N° 1078 | Le 11 octobre 2012 | Jacques Trémintin | Critiques de livres (accès libre)
Rédigé comme un journal de bord, l’ouvrage de Laure A. (qui a voulu garder l’anonymat), se présente à la fois comme la description de l’hépatite C qui, pour n’être pas aussi médiatisée que ne l’est le sida, n’en est pas moins envahissante, et à la fois comme le récit de la réminiscence d’une agression sexuelle vécue dans l’enfance.
Étonnamment, le traitement médical a joué un rôle catalyseur dans la révélation du traumatisme, la lutte pour la résolution du passé sublimant progressivement le combat mené contre la maladie. Ce qui avait pu être enfoui loin dans la mémoire a été réveillé par les soixante-douze semaines de traitement. Imprévisibles et très perturbants, les effets secondaires des injections d’Interféron peuvent faire perdre tous les repères : irritabilité, troubles de l’attention, syndrome dépressif, perception amplifiée des bruits et des odeurs… pouvant pousser certains malades à des tentatives de suicide.
L’auteure, de peur d’être stigmatisée et ostracisée, n’en informe que sa famille proche. Soutenue par ses médecins, fréquentant des groupes de parole de personnes ayant la même maladie, elle atteindra parfois un état d’épuisement physique et moral la contraignant à prendre rendez-vous avec ses trois enfants auprès du corps médical, pour leur faire prendre conscience de la gravité de ce qu’elle pouvait alors vivre. Mais l’Interféron ne fait pas que combattre le virus de l’hépatite C. Comme une caisse de résonance, il place face à soi-même, induisant une opération de grand nettoyage tant viral que mental.

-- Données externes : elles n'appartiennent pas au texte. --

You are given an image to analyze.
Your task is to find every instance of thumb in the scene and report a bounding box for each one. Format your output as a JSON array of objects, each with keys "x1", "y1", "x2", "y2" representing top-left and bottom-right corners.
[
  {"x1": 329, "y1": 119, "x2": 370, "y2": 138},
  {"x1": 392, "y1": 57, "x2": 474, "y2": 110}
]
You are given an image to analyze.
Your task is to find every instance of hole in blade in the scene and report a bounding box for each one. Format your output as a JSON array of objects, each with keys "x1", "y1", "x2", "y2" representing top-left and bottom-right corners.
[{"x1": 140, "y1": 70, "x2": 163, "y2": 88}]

Surgie du passé, la scène du viol infligé par quatre adolescents s’impose à elle. Elle avait dix ans et vivait avec ses parents dans un logement de fonction d’un foyer de jeunes délinquants de ce qui s’appelait à l’époque Éducation surveillée (aujourd’hui PJJ). Son père, directeur de l’établissement, se pliera à la coutume de l’époque. Ayant fait examiner son enfant par un médecin, il suivra les conseils du praticien : « Ne vous souciez de rien, elle ne se souviendra de rien, elle oubliera. » Et voilà que la terrible maladie fait éclater l’horreur des murs du silence. Le tabou régnant jusque-là dans la famille commence à se craqueler : même si son père continue à nier, bienveillance et confirmation affluent de la part de ceux qui savaient ou ne doutent pas de sa parole. Non, elle n’est pas folle. Non, cette réminiscence ne provient pas du syndrome des faux souvenirs : « Le monde devient plus léger, plus fluide […] C’est de l’oxygène qui entre dans mes poumons, de la brume qui se dissipe » (p.135).
Plongée en enfer, parcours initiatique ou rédemption ? Le lourd traitement contre l’hépatite C aura permis de libérer la parole. Situation paradoxale, qu’un bien doive sortir d’un mal.